In this guest post, Founder and Executive Chairman of digi.me Julian Ranger discusses the concept of a trust framework for personal data, along with the potential for use of an internationally recognised symbol such as a kitemark.
The need for a trust framework to ratify who we can safely charge with holding even the most sensitive personal data from every area of our lives is becoming increasingly urgent.
As trust becomes the key consumer differentiator in an ever more data-driven and personalised world, how we identify those who will be good stewards of our digital identities has never been more important.
Consumers will only share data when they feel safe, so businesses who want to access data need to demonstrate how they have engineered privacy into their designs.

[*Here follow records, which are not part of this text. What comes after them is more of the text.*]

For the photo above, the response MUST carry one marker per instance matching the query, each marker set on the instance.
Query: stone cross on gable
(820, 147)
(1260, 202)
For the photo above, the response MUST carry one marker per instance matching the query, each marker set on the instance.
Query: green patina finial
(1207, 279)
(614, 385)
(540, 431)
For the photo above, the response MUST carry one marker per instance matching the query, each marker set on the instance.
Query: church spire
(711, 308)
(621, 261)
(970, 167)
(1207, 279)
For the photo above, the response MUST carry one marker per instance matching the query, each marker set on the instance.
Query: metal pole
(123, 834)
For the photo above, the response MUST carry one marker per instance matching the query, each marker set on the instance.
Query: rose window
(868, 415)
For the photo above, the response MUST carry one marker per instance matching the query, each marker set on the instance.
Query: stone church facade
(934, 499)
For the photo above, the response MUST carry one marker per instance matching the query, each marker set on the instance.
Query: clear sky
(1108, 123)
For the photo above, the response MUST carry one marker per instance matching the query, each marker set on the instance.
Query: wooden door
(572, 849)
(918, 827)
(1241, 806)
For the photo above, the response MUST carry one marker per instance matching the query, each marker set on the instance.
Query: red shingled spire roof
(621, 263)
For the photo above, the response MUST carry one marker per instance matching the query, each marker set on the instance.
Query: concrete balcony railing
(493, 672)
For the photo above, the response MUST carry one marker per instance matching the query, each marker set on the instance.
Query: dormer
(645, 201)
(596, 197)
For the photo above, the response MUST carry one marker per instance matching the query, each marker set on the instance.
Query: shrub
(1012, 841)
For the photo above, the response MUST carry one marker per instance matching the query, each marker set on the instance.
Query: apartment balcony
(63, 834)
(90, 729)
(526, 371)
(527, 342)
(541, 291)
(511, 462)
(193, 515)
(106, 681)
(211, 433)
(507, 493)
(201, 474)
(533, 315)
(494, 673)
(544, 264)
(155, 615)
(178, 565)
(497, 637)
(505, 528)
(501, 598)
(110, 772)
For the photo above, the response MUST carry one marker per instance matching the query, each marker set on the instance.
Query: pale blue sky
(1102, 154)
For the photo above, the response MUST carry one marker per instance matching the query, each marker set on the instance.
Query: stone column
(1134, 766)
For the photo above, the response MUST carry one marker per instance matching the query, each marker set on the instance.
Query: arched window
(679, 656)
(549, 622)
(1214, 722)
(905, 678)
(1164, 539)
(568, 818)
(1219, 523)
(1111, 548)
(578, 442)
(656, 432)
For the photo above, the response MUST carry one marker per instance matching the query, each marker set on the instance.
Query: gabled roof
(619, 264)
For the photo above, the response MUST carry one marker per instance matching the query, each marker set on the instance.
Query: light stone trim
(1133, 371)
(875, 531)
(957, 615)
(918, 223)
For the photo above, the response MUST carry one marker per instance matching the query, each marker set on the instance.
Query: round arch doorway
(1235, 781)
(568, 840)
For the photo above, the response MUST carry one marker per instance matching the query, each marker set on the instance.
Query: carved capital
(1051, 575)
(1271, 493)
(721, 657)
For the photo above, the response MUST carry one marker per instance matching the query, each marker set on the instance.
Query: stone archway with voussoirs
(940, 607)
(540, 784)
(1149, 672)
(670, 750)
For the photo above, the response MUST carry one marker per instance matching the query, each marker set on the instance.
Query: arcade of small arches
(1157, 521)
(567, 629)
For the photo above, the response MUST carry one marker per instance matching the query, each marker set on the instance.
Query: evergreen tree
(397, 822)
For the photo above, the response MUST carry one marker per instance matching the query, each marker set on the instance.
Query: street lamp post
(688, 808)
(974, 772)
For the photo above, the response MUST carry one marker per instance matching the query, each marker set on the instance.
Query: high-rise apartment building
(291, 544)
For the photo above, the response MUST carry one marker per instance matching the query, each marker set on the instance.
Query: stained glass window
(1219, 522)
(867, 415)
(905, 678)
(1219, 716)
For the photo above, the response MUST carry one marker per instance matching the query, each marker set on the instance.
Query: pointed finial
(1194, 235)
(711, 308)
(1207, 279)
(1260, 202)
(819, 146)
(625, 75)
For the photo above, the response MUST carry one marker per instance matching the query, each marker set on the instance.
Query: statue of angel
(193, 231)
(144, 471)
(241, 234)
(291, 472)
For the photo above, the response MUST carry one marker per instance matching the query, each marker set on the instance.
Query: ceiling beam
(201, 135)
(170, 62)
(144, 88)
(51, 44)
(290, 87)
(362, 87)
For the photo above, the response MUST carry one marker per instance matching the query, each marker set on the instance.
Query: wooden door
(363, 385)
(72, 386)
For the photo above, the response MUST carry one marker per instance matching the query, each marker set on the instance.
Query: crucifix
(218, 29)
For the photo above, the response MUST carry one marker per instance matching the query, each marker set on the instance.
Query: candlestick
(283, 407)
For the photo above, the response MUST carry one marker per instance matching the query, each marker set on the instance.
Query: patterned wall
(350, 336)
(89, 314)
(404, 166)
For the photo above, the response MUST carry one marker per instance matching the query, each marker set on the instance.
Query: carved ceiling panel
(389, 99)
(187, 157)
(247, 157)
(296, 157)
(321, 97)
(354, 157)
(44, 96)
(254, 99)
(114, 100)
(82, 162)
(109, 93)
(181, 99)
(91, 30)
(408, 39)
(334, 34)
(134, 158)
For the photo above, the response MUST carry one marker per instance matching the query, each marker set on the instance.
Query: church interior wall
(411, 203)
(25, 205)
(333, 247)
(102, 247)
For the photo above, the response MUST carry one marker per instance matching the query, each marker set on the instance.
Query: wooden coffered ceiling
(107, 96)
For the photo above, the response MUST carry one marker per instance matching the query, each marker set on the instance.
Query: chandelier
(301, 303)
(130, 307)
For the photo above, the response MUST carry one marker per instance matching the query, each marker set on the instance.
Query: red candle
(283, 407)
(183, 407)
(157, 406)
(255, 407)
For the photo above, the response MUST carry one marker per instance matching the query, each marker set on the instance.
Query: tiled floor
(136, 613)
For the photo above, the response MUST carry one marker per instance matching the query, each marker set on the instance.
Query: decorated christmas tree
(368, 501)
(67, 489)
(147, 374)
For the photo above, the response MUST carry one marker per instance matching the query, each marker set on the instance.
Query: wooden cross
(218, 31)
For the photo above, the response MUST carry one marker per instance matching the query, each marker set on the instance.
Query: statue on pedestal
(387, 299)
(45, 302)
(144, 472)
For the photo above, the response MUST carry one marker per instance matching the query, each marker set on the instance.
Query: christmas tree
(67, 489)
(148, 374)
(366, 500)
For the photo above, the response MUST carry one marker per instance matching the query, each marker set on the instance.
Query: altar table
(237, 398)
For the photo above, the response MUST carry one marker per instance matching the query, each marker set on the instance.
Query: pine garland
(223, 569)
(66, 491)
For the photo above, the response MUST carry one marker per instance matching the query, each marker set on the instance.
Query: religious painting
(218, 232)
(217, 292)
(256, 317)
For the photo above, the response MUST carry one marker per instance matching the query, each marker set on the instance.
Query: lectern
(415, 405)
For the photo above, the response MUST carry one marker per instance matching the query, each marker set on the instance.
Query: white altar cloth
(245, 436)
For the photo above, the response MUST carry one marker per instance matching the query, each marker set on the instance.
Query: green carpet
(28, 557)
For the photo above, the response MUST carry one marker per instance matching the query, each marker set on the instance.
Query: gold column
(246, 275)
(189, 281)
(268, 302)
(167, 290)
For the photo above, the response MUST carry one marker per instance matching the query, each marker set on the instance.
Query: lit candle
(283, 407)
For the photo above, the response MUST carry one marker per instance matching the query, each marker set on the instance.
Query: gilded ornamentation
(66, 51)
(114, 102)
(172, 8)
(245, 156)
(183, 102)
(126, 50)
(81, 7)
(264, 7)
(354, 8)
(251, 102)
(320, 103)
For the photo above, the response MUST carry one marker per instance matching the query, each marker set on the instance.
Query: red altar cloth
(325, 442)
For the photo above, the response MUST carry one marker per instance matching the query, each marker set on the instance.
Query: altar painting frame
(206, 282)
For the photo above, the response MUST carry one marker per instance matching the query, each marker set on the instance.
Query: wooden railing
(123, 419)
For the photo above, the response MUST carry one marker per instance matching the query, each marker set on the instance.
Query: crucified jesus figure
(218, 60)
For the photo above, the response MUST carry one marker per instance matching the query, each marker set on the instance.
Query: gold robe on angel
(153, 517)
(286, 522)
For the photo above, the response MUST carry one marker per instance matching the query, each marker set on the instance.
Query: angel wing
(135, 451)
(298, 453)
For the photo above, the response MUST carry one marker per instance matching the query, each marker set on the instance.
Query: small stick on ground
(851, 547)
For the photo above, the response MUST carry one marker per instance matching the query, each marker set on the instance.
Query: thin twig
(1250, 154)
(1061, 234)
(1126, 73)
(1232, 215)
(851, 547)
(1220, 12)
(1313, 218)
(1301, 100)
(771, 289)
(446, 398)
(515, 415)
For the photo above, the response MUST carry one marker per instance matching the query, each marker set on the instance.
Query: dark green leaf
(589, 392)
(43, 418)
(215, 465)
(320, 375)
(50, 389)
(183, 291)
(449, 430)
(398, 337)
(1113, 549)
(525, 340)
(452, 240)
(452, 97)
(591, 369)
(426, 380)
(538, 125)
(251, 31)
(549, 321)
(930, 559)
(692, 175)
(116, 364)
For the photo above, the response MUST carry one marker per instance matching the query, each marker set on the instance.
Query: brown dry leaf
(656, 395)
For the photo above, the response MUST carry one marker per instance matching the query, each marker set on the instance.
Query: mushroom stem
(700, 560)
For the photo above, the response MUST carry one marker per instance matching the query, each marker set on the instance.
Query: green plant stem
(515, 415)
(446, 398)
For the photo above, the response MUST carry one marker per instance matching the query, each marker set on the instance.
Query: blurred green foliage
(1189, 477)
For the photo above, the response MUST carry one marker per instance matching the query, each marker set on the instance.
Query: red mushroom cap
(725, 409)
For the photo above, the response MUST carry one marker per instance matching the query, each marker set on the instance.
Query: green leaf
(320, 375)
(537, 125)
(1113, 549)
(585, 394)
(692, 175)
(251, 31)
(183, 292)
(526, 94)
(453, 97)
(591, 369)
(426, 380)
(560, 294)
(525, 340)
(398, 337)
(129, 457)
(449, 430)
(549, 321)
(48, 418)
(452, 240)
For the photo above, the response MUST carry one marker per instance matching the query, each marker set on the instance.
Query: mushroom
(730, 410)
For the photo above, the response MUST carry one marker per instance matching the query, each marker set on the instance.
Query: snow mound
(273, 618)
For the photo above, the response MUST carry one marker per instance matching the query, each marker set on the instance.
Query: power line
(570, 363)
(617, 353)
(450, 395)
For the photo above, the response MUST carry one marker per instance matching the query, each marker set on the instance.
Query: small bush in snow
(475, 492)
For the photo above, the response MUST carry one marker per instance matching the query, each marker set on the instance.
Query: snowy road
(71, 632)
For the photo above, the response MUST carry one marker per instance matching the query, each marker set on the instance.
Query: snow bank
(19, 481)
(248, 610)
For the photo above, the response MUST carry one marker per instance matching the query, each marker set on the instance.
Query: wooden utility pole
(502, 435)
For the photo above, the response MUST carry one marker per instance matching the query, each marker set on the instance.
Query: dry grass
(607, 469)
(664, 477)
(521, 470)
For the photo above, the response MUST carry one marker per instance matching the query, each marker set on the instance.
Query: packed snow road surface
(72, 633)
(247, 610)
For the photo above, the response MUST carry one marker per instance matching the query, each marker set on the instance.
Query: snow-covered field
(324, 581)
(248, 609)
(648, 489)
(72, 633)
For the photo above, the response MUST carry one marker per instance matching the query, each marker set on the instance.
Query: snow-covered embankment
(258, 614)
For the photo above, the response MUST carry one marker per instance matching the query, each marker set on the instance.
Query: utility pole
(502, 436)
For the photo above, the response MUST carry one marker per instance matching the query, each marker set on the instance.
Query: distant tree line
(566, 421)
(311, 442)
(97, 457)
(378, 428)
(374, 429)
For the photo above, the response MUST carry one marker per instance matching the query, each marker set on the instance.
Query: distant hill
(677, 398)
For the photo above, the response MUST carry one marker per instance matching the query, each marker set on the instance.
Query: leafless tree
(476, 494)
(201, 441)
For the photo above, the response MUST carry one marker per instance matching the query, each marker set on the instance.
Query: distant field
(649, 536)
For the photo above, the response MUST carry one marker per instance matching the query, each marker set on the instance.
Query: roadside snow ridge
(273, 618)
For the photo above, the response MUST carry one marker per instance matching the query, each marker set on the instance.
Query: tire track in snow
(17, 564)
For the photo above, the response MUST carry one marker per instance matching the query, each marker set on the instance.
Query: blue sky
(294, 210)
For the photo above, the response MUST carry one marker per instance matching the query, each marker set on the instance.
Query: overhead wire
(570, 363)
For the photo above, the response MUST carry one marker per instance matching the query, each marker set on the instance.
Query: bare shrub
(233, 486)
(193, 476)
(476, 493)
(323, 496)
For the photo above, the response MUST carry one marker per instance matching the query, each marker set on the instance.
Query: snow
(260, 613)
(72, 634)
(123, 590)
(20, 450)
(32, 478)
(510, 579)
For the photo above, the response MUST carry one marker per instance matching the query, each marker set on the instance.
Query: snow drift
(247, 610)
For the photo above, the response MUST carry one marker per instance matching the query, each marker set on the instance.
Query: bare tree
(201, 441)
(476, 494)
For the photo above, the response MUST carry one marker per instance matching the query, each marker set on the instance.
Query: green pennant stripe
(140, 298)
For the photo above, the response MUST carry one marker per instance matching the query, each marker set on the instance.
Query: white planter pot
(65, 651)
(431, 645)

Innovation flourishes when both of these criteria are met, and the ensuing benefits of that flow through every section of society, from government down.
That’s why digi.me, together with the Omidyar Network, was delighted to sponsor the recent MEF Trust Advantage workshop as part of KuppingerCole’s Consumer Identity World Tour event in Paris.
The interactive session explored the potential for creating a trust framework for personal data, including the potential for businesses who met the accepted standard to be awarded an internationally recognised symbol such as a kitemark.
This Trust Mark would give consumers confidence that any company holding it had met good stewardship, compliance and respect standards around the collection or use of personal data.
But, perhaps more importantly, it would also give businesses a means of effectively using trust as a differentiator to communicate their credibility and integrity alongside whatever they are trying to achieve.
This Trust Mark would give consumers confidence that any company holding it had met good stewardship, compliance and respect standards around the collection or use of personal data… it would also give businesses a means of effectively using trust as a differentiator to communicate their credibility and integrity …”
The workshop concluded with an interactive discussion covering many issues including the benefits of such a mark; the governance framework that would be required; what to include in terms of requirements and the level to which those requirements should be defined; additional innovation such as incorporating consumer feedback; and much more.
These will be documented by the MEF team and distributed through the Consumer Trust Working Group. There was a clear perceived benefit expressed by the attendees for a mark, though it was acknowledged that creating and agreeing all aspects of an associated Trust Framework will be a hard task.
My speech to the workshop is below – I would be very interested to hear your thoughts on the issue and how we best solve it.
“Putting your trust in someone puts you at risk – it makes you vulnerable. Trust is the bridge between the known and the unknown.
If we are to share more personal data than we do today, we are stepping into the unknown, increasing our risk, our vulnerability as individuals.
We need a signal that this option is safe – can be trusted – that there is no risk and it exposes us to no new vulnerabilities.
That is the role of a Trust Mark, and its associated Trust Framework.
There are Trust Marks today, of course, and many Trust Frameworks, BUT…
…They are not well recognised and/or are used in very specific conditions.
Some are very clear (you have seen Orange’s today for example), but many are more opaque.
Despite these issues, they have been shown to have a positive effect with more business being done when a Trust Mark is displayed than when not.
Today we have unnecessary duplication of effort that actually only ends up confusing the customer – if they recognise the various marks at all.
I contend we need a single, easily understood and clear Personal Data Trust Mark and associated Trust Framework that can be widely adopted, that enables a consumer anywhere in the world to know that they are safe sharing who they are, their identity and personal data with the business that has been independently assessed as meeting the TF.
A very simple example of a Trust Mark is the padlock in the browser URL bar.
The question then arises: what is trust?
What are the important characteristics that need to be defined and met to provide the assurance required from a consumer perspective?
This is the key question that will drive a TF that can be widely adopted.
Trust has been built over centuries face to face and through established institutions.
But trust doesn’t scale well, and over the internet we have started to lose trust just at the time we want to do more, to scale more.
Nothing is fool proof, of course, but we need to do more in building trust and in recovery of trust when things do go wrong.
I believe agreeing and using an internationally recognised Trust Mark and Framework, that can be implemented across the world, will be a major step to ensuring consumers can trust those businesses that adopt it.
Giving a positive edge in persuading customers to make available their data to allow businesses to provide wider, deeper, engaging services and products based on that data.”